I can't believe we are almost to the single digits. 11 more days until I set out on my 26.2 mile run. What is incredibly crazy about this is when I started training for my 1/2 in May, I wasn't sure I'd be able to do it. I've had self doubt for years about what my body is capable of doing. 13.1 miles? No way. 26.2 miles? NEVER.
It's now almost November which means I've been training for 6 months. 6 months of waking up at 4:30 a.m. on a Saturday morning to go run. 6 months of making sure I drink enough water and that I eat for fuel on Friday. 6 months of questioning my decision to do this and 6 months of feeling empowered.
Sometimes I really do wonder why the heck I decided to do this. 26.2 miles isn't THAT far...right? When I ran 20 a few weekends ago, reality really hit. I still had another hour of running to get to 26.2. That's perspective. We started off on one side of Nashville, ended up on a completely different side, and still had to turn around and do it all over.
No matter how many miles I set out to do in a particular day, it's a victory when I finish. When I'm running 10 miles, I think how back in June, I ran 10 for the first time ever and it was the biggest triumph of all. I still feel like a champion when I run 3 miles. Because at one point, three miles was hard.

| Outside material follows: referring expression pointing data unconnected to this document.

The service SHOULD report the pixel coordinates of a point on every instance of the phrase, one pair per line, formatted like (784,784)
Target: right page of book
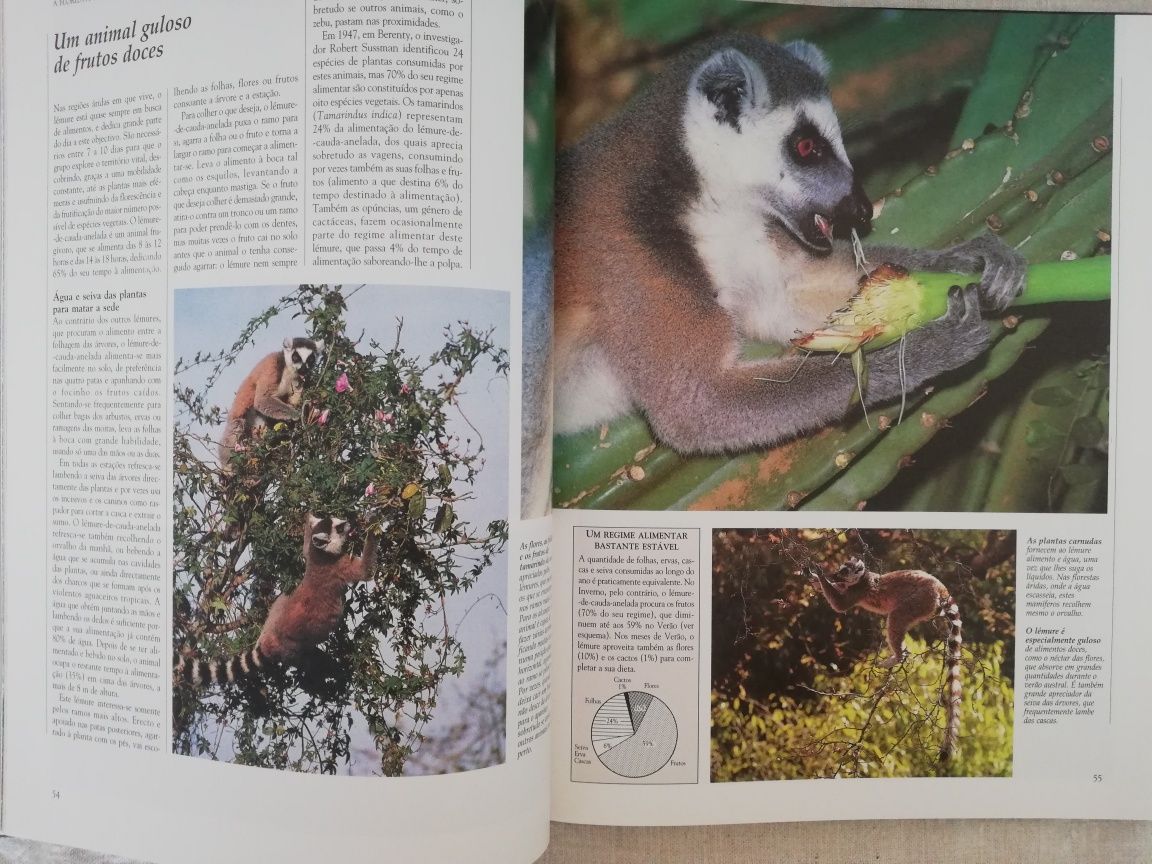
(850,465)
(277,593)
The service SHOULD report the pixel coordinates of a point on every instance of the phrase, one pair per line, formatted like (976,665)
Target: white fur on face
(743,176)
(592,394)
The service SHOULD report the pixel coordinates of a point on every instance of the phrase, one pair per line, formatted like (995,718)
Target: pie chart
(634,734)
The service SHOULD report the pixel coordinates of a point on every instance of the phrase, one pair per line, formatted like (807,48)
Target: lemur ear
(732,83)
(808,53)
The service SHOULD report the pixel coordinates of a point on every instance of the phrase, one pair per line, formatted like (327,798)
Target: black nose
(854,211)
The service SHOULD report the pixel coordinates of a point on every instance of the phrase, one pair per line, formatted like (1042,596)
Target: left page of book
(264,338)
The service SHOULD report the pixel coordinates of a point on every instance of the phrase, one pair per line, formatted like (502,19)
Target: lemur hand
(959,336)
(1003,271)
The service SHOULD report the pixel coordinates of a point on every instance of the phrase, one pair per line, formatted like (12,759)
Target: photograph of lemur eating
(862,653)
(339,527)
(832,258)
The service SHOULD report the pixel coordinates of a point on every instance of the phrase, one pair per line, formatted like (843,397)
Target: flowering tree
(378,442)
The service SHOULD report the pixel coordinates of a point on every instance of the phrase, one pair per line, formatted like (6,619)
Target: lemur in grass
(717,207)
(301,620)
(907,597)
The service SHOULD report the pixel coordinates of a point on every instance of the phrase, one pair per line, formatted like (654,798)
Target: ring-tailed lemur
(271,392)
(298,621)
(705,213)
(907,597)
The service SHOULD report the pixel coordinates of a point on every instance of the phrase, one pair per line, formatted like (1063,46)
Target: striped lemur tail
(225,671)
(952,688)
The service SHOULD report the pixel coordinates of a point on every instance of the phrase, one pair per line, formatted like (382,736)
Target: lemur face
(765,138)
(301,355)
(328,535)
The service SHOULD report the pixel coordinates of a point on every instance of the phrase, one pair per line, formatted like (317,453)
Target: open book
(423,421)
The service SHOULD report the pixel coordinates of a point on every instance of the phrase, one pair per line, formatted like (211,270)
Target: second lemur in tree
(271,392)
(298,621)
(715,207)
(907,597)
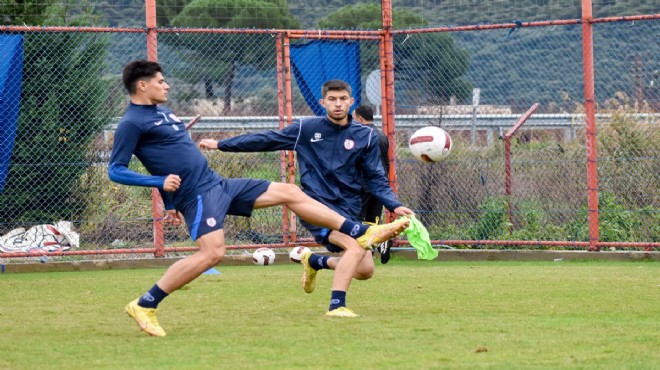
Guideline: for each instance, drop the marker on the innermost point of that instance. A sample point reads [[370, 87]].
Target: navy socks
[[337, 299], [353, 229], [152, 298]]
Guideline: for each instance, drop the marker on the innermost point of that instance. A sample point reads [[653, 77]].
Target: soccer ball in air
[[430, 144], [296, 253], [263, 257]]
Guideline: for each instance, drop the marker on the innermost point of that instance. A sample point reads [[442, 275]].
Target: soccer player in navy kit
[[335, 156], [192, 192]]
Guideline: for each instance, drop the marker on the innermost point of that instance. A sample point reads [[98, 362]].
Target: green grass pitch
[[414, 315]]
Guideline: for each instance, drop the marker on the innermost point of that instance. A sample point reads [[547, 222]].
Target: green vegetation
[[414, 315]]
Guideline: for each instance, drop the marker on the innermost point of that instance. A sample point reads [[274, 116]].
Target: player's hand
[[208, 144], [173, 217], [172, 183], [403, 211]]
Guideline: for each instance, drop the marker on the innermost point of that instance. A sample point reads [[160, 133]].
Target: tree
[[232, 50], [432, 61]]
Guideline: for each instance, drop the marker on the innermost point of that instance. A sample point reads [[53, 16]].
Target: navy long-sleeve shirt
[[160, 141], [333, 160]]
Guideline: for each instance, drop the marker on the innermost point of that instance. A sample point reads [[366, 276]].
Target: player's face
[[155, 89], [337, 104]]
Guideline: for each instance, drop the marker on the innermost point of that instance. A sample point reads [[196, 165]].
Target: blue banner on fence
[[315, 62], [11, 73]]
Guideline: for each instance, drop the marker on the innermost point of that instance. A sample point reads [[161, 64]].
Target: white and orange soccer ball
[[430, 144], [296, 253], [263, 257]]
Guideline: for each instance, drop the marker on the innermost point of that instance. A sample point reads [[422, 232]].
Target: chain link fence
[[71, 99]]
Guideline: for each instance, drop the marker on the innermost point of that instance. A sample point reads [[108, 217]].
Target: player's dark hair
[[335, 85], [365, 112], [139, 70]]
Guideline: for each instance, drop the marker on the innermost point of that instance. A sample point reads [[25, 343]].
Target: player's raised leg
[[317, 213]]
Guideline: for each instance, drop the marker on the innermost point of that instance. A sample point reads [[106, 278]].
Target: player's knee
[[293, 192], [364, 274], [215, 255]]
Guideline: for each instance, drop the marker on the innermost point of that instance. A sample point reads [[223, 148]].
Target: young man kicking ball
[[193, 192], [336, 156]]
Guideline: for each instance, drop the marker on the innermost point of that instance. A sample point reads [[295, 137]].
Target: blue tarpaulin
[[11, 72], [315, 62]]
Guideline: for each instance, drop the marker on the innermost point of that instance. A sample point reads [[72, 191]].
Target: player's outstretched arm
[[208, 144]]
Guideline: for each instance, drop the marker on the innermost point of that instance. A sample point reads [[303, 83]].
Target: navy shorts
[[234, 197]]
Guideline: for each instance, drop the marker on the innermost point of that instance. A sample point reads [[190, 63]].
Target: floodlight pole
[[156, 201], [590, 115]]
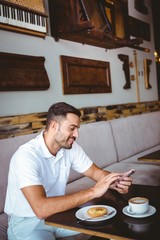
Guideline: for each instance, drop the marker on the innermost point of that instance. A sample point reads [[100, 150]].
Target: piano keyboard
[[23, 19]]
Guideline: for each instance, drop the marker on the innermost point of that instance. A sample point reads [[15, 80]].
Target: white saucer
[[82, 213], [150, 212]]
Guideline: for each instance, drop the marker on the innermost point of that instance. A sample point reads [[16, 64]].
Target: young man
[[39, 172]]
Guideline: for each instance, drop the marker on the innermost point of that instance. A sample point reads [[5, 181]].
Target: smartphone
[[133, 171]]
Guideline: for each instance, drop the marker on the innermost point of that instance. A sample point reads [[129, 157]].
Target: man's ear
[[53, 124]]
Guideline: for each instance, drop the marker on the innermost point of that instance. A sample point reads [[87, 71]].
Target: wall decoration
[[140, 6], [125, 60], [138, 28], [136, 75], [82, 76], [147, 63], [21, 73]]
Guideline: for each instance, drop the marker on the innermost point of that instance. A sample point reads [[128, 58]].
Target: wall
[[14, 102]]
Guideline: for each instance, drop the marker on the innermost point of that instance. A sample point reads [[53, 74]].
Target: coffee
[[138, 200], [138, 205]]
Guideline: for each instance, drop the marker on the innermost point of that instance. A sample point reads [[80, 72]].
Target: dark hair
[[60, 109]]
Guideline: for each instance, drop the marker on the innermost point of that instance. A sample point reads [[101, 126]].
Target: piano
[[23, 18]]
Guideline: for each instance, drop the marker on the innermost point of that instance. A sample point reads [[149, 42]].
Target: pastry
[[97, 211]]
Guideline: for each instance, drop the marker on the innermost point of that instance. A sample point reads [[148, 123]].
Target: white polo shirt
[[33, 164]]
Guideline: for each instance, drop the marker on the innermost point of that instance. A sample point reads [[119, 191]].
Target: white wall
[[21, 102]]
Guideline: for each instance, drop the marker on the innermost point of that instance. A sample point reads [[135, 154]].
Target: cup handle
[[129, 209]]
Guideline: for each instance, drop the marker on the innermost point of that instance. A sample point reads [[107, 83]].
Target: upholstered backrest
[[7, 149], [97, 141], [136, 133]]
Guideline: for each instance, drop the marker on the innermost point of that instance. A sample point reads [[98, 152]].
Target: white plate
[[82, 213], [150, 212]]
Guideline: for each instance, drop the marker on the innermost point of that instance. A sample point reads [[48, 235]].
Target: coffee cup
[[138, 205]]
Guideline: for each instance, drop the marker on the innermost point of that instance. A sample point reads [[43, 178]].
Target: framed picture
[[82, 76]]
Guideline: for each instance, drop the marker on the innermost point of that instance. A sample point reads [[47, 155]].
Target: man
[[39, 172]]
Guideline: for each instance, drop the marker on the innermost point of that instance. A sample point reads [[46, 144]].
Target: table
[[151, 157], [120, 227]]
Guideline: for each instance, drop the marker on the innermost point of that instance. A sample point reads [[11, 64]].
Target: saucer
[[150, 212], [82, 213]]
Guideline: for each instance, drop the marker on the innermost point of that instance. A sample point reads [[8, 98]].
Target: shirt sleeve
[[26, 168]]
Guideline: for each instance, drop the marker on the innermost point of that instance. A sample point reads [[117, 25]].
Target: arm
[[121, 186], [44, 206]]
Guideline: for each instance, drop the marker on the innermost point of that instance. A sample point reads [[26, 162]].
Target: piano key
[[21, 18]]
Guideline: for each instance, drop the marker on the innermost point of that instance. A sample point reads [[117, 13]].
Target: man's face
[[67, 131]]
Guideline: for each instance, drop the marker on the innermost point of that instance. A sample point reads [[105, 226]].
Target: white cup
[[138, 205]]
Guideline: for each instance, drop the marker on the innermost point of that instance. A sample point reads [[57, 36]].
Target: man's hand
[[104, 183], [124, 182]]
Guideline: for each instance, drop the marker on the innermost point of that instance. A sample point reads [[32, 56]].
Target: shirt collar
[[46, 153]]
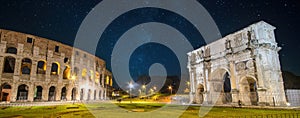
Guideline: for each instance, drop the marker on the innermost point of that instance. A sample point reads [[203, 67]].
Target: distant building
[[38, 69], [243, 66]]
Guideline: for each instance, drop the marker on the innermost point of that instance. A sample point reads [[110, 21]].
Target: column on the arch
[[233, 79]]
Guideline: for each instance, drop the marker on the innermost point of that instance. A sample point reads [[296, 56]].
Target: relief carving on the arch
[[270, 34], [238, 40], [217, 87], [240, 66], [228, 44], [207, 52], [200, 54], [250, 64]]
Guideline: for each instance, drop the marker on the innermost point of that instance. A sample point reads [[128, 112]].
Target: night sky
[[60, 19]]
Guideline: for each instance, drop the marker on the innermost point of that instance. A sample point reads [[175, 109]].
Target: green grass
[[144, 110]]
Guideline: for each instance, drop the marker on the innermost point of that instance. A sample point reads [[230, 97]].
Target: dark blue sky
[[60, 19]]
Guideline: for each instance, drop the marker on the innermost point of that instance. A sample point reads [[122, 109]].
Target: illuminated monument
[[241, 67], [38, 69]]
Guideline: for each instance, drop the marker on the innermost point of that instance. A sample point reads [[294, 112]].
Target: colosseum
[[39, 69]]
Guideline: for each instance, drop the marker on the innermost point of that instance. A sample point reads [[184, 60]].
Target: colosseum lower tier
[[39, 69]]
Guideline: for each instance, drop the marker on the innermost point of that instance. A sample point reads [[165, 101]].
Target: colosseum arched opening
[[5, 92], [52, 93], [26, 66], [38, 95], [63, 93], [9, 64], [12, 50], [41, 67], [22, 94]]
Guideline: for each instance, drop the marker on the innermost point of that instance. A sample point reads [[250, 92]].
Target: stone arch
[[22, 93], [5, 92], [11, 50], [67, 72], [41, 67], [26, 66], [52, 93], [38, 93], [9, 64], [248, 90], [63, 93], [55, 68]]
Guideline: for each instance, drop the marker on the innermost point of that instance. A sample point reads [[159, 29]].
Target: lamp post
[[130, 88], [144, 90], [73, 78], [170, 88]]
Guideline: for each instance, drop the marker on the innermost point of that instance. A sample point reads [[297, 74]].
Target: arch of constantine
[[242, 67], [38, 69]]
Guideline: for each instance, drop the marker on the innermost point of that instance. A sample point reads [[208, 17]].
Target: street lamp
[[144, 89], [130, 87], [170, 88], [73, 78]]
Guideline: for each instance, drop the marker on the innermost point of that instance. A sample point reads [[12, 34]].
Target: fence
[[284, 115]]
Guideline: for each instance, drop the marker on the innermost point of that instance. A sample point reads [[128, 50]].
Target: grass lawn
[[144, 110]]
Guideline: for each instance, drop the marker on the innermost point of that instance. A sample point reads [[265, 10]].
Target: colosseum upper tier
[[39, 69]]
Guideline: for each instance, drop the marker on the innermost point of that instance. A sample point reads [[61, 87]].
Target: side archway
[[220, 86], [248, 91]]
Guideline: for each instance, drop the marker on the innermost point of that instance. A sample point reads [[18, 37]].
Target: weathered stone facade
[[38, 69], [242, 67]]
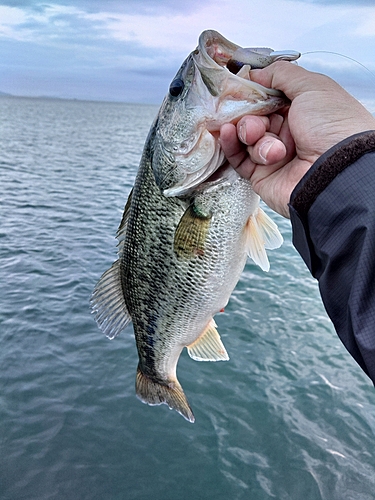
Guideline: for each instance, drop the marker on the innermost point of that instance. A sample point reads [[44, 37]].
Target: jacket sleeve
[[332, 212]]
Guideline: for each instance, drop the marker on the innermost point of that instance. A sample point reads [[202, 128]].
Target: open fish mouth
[[223, 89]]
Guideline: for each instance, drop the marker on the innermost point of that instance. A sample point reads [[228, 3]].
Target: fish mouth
[[222, 81]]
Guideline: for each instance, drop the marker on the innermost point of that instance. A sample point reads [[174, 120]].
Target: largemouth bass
[[190, 221]]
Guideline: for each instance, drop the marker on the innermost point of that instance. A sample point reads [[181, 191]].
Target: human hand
[[276, 151]]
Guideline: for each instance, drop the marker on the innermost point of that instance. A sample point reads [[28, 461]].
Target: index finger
[[289, 78]]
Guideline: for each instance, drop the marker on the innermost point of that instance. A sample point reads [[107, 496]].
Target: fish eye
[[176, 87]]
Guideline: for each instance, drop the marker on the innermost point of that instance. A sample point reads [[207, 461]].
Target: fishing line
[[341, 55]]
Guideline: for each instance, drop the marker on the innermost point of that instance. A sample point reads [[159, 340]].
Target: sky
[[129, 50]]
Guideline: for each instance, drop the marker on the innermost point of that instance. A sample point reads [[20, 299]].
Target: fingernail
[[242, 133], [265, 149]]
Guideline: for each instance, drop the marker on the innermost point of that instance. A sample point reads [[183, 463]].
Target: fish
[[190, 221]]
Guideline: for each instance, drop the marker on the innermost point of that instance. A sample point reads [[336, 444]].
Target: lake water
[[289, 417]]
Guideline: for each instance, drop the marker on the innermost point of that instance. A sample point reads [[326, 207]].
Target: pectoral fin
[[261, 233], [191, 233], [208, 346]]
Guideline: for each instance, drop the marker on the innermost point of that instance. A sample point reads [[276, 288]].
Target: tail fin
[[155, 393]]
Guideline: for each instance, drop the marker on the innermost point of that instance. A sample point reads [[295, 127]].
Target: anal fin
[[208, 346], [261, 233], [108, 303], [154, 393]]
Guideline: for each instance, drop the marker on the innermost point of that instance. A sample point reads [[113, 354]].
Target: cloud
[[131, 49], [355, 3]]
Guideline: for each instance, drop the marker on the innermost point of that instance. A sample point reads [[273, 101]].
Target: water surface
[[290, 416]]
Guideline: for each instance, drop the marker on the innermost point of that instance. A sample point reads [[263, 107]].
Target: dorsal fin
[[261, 233], [208, 346], [121, 231]]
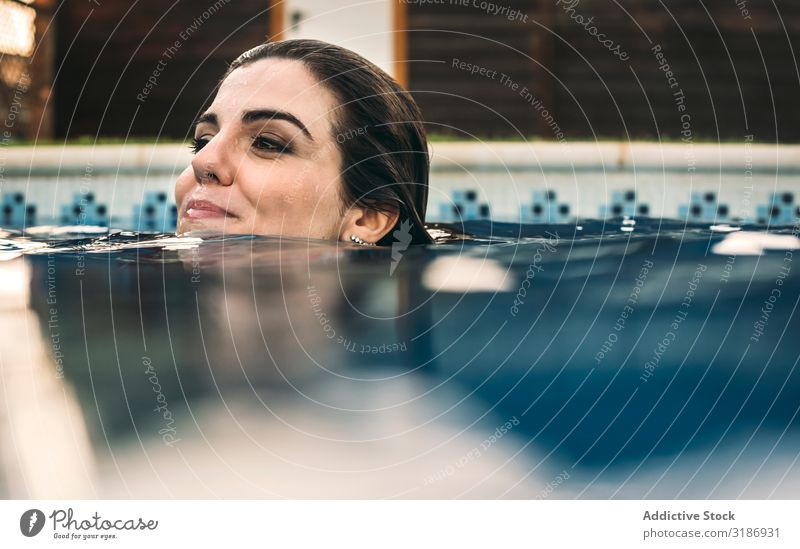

With all of that being said, my current hurdle is my knee. I've been nervous about the marathon since day 1 but it was never really a physical thing, more a mental thing. Now, it's becoming physical which makes it more out of my control. My knee has been killing me since running Percy Warner Hills a few weeks ago. I've been foam rolling and stretching but I think the biggest thing for me to do is rest, which is not ideal. Last weekend when I ran 10, my knee barely held up and I feel like it's just getting worse by the day.
So I'll be praying a lot, foam rolling, stretching, and hopefully jogging some in the next two weeks.